Example: barq store --input-path C:\docs --memory-bank documents
Usage: barq retrieve --memory-bank "<memory bank name>"
- Example:
barq retrieve --memory-bank documents
- Example:
barq retrieve --memory-bank documents --query "Tell me about the documents" --query-limit 3
This will display three answers to the query from the 'documents' memory bank
Method | Endpoint | Description | Parameters |
---|---|---|---|
GET | /health or /api/health | Check the health status of the service | None |
GET | /admin/* | Serve the admin application | None |
GET | /odobo/* | Serve the Odobo application | None |
GET | /api/models | Retrieve available AI models | None |
GET | /api/model/metadata | Get metadata for a specific model | modelRepo , filePath (optional) |
GET | /api/downloads | Get information about downloaded items | modelRepo (optional), filePath (optional) |
GET | /api/downloads/enqueue | Enqueue a new download | modelRepo , filePath |
GET | /api/downloads/cancel | Cancel a download | modelRepo , filePath |
GET | /api/downloads/remove | Remove a downloaded item | modelRepo , filePath |
GET | /api/inference | Get information about inference items | alias (optional) |
GET | /api/inference/start | Start an inference | alias , modelRepo , filePath , address (optional), port (optional), contextSize (optional), gpuLayers (optional), chatTemplate (optional) |
GET | /api/inference/stop | Stop an inference | alias |
GET | /api/inference/status | Get the status of an inference | alias (optional) |
GET | /api/inference/reset | Reset an inference | alias |
GET | /api/inference/restart | Restart the current inference | None |
GET | /api/hardware or /api/hardwareinfo | Get hardware information | None |
GET | /api/silk | Get memory status | None |
GET | /api/silk/enable | Enable memories | None |
GET | /api/silk/disable | Disable memories | None |
GET | /api/silk/memorybanks | Get memory banks information | None |
GET | /api/silk/memorybank/activate | Activate a memory bank | memorybank |
GET | /api/silk/memorybank/deactivate | Deactivate a memory bank | memorybank , all |
GET | /api/silk/query | Perform a semantic query | (Parameters handled by Silk retriever) |
GET | /api/silk/health | Check the health of the Silk retriever | None |
GET | /api/silk/model/metadata | Get model metadata from the Silk retriever | (Parameters handled by Silk retriever) |
GET | /api/shutdown | Initiate server shutdown | None |
POST | /api/utils/log | Write to log | JSON body with log details |
POST | /api/silk/embedding | Get an embedding from the Silk retriever | (Parameters handled by Silk retriever) |
- Example:
curl http://localhost:6568/api/silk/query?q=Tell%20me%20about%20the%20documents&limit=3&memorybank=docs
Examples of Dabarqus in action can be found in this repo under examples.

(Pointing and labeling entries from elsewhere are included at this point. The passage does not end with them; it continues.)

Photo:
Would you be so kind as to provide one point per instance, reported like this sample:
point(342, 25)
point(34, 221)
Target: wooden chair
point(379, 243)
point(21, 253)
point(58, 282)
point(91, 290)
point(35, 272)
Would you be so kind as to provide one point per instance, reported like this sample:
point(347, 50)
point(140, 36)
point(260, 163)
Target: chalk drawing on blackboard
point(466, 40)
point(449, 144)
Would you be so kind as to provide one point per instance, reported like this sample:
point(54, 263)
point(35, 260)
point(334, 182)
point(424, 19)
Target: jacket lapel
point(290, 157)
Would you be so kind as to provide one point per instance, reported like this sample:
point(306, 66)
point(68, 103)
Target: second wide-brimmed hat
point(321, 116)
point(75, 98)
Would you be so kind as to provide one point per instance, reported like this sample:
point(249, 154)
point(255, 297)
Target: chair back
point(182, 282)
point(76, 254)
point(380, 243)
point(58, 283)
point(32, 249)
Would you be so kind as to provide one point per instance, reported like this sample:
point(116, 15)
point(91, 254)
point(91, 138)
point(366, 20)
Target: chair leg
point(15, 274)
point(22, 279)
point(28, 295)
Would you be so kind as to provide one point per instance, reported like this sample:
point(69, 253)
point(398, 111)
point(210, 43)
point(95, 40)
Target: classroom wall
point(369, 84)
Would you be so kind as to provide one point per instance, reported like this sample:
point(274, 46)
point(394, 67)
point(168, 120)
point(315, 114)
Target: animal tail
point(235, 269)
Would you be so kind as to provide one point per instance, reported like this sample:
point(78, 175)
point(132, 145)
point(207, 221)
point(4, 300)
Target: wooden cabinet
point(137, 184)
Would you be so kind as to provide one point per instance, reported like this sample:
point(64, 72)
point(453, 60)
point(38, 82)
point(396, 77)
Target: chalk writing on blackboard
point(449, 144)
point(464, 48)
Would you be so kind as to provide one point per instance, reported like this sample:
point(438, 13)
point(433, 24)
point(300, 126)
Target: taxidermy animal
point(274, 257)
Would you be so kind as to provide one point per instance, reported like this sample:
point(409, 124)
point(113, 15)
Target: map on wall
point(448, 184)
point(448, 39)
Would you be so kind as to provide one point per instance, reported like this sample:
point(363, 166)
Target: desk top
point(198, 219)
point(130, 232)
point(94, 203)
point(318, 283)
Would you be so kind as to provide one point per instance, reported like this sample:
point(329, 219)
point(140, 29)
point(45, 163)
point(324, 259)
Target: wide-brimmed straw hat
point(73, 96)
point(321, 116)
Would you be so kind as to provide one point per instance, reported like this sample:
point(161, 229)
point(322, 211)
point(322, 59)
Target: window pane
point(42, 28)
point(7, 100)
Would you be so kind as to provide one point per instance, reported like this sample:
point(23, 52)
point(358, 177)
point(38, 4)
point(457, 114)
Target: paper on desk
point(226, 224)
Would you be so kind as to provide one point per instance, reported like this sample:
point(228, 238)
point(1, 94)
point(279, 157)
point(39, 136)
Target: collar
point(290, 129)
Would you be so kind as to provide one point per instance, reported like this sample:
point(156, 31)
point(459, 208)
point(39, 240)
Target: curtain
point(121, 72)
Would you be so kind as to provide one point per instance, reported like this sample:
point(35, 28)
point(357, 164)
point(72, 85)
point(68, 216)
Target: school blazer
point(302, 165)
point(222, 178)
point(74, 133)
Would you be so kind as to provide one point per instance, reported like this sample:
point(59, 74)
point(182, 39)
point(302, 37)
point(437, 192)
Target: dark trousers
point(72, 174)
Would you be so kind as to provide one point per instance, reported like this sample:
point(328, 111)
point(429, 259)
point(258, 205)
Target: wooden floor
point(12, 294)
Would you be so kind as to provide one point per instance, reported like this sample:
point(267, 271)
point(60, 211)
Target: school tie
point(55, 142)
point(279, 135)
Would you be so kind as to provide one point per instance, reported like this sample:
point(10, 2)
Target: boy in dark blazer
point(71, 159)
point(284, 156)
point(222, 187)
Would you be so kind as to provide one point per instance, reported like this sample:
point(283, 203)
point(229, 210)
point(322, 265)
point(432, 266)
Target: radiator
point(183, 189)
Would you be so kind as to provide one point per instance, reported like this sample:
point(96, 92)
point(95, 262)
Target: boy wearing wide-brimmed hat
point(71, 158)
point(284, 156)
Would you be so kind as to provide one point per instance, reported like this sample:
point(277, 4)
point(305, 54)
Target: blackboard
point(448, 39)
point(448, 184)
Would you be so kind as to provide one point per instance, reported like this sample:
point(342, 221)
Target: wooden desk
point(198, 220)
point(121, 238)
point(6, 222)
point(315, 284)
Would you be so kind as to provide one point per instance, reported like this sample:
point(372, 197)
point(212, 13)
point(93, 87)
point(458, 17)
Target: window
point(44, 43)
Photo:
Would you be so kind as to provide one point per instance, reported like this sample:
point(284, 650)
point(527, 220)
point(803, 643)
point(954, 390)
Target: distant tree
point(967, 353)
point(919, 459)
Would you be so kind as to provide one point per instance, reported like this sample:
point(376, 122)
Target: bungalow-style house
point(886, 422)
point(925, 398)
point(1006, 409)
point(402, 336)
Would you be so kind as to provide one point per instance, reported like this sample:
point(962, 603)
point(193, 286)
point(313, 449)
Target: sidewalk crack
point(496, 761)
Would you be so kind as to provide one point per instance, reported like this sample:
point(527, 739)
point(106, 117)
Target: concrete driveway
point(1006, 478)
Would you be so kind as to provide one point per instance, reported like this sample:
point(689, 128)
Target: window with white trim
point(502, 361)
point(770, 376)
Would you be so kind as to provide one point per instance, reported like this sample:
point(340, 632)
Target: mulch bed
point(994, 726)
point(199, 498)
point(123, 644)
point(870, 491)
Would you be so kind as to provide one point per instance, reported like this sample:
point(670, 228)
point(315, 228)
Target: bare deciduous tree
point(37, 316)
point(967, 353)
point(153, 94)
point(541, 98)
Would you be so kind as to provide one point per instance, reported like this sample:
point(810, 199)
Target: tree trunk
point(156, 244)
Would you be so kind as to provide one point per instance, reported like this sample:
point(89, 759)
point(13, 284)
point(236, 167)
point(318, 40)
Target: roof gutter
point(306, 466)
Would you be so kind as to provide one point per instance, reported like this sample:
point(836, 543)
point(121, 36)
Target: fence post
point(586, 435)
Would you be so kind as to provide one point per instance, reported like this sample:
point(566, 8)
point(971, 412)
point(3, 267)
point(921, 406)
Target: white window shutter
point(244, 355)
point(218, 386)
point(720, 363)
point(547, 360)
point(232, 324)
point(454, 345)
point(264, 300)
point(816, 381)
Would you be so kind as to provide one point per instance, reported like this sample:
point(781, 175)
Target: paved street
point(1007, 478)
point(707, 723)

- PythonPDFChatbot-RESTAPI: An example chatbot program using Dabarqus via the REST API to chat with your PDFs.
- PythonPDFChatbot-PythonSDK: An example chatbot program using Dabarqus via the Python SDK to chat with your PDFs.
- StoreFiles: A Python example of storing documents in to a memory bank (semantic index) using the Python SDK
- Dabarqus Professional Edition is required for email, messaging and API support.